Computing resources and granularity

By default all operations in SCL / AMML are performed either locally (instant and deferred evaluation) and on default resources (workflow evaluation). How default resources are defined depends on the computing platform used for the evaluation. In the most cases local evaluaton is done in one process and one thread on one processor core interactively.

Some of the operations might require computing resources that are not available locally or differ from the default resources.

In the workflow evaluation mode it is possible to specify the computing resources required for a specific statement. This is achieved by adding special annotation.

Granularity

Currently the evaluation’s granularity of the workflow executor is determined by the amount of computations in individual variables. The reason for this is that the interpreter maps variables to tasks within a task graph which is used to construct a workflow.

Rationale: If a variable has several parameters, different from references to other variables, these will be executed on the same resources. This is beneficial only if no parameter or only one parameter requires a large amount of computation. If two or more parameters require high and different amounts of computation the granularity has to be decreased by splitting the statement into two or more statements such that in every statement maximum one parameter requires large computing resources (for example >95%).

Example:

Let us have two functions f() and g() that for different inputs, here for the sake of simplicity denoted by ..., may have different behavior, i.e. require different amounts of computing resources. Let us show two typical cases:

b = f(...) # 1 hour on 10 cores
c = g(...) # 5 hours on 5 cores
a = h(b, c) # recommended
# a = h(f(...), g(...)) # not recommended

In this case f(...) and g(...) can be evaluated on different resources because they are mapped to two different tasks. This is more efficient than evaluating f(...) and g(...) sequentially on the same resources as exemplified by the commented statement which maps to one single task. The single-task example would request 10 cores for 6 hours total, of which 5 cores would remain idle for 5 hours.
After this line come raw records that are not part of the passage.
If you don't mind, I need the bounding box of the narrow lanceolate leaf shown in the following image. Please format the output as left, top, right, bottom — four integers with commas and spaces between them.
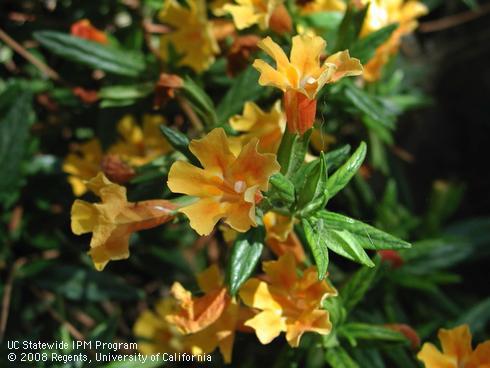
349, 23, 398, 64
0, 87, 34, 207
216, 67, 265, 123
34, 31, 146, 77
321, 229, 374, 267
325, 346, 360, 368
160, 125, 201, 166
327, 142, 366, 198
315, 210, 411, 250
226, 229, 264, 296
301, 218, 328, 280
267, 173, 295, 206
338, 323, 407, 342
277, 129, 313, 178
340, 261, 379, 312
182, 77, 217, 127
As second case, consider the following snippet:

# b = f(...) # 1 second on 1 core
# c = g(...) # 3 seconds on 1 core
# a = h(b, c) # not recommended
a = h(f(...), g(...)) # recommended

In this case f(...) and g(...) should be written in one statement due to their low computing resource requirements. Splitting the evaluation in two statements, i.e. two tasks will only increase the overhead due latencies.

Here, we only consider computing resource requirements of parameters to adjust granularity of statements. In addition, we may want to reuse parameters or to increase readability of the model source. For example, in the first case above, the computationally expensive parameters f(...) and g(...) can be reused elsewhere in the model through the variables b and c, and this is desirable, whereas in the second case these parameters are not accessible elsewhere in the model.

Resource annotation

The resource annotations apply only to variable statements and are interpreted only in workflow mode. They are placed at the end of the statement.

Syntax:

[for <computing time> [seconds|munites|hours|...]]
[on <integer> cores | core [with <memory> [KiB|MiB|...]]]

The computing time and memory are positive integer or floating-point numbers. The ordering for time and cores can be reversed. The memory can be specified after the number of cores only if the number of cores is specified. The memory must be an integer multiple of a byte.

Example:

f(x) = x
a1 = f(1) on 2 cores with 2 [GB] for 2.0 [minutes]
a2 = f(1) on 4 cores for 1.0 [minute]
b = (numbers: 1, 2, 3, 4)

Note: SLURM or other batch systems may not support arbitrary memory size specifications. For example, 2 GiB cannot be represented in any way to be accepted by SLURM because only decimal GB, MB and KB are supported and just bytes are not.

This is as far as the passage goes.